In the locker room I was telling my jui-jitsu coach to “talk me up,” as in make me feel better about myself. Now I love my coach, but that was definitely not his strong point. So we kept warming up and warming up, more than I normally do. I usually like to take it easy and have a laugh in the back. Not this time. In my mind I felt like I needed to do as much as I could to get ready, which wasn't helping me anyway 30 minutes before the fight.
On the walk out to the cage the nerves were killing me. Everything was telling me I wasn't ready, but as soon as I heard the crowd when I was walking out my mind went to a different place. I felt the emotion from all the people in the crowd, in my mind I thought “how can he possibly beat me when I have a nation (the Oglala Nation) behind me?”

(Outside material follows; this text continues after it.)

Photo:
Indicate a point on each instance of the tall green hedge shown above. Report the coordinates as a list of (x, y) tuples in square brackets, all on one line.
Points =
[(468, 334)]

From there my mind went into a different place. As soon as I stepped in the cage and saw him I got angry, how could this guy possibly come here and think he was going to beat me? I could not wait for the ref to start the fight so I could show him how big a mistake he made. The entire time in the cage before the fight all I could think was how much I wanted to finish my opponent, to make him pay for even showing up.
When that bell finally rang all I could think was “finally” because it was, at long last, time to do what I was trained to do. Dominate.
Now it didn't exactly happen that way, he was a really tough guy after all, but I was able to exert my will on him for the most part. I left him only able to open one eye and I controlled most of the fight, picking up the win. So, despite my mind doing everything it could before the fight to stop me, I was able to do exactly what I came to do, fight and win.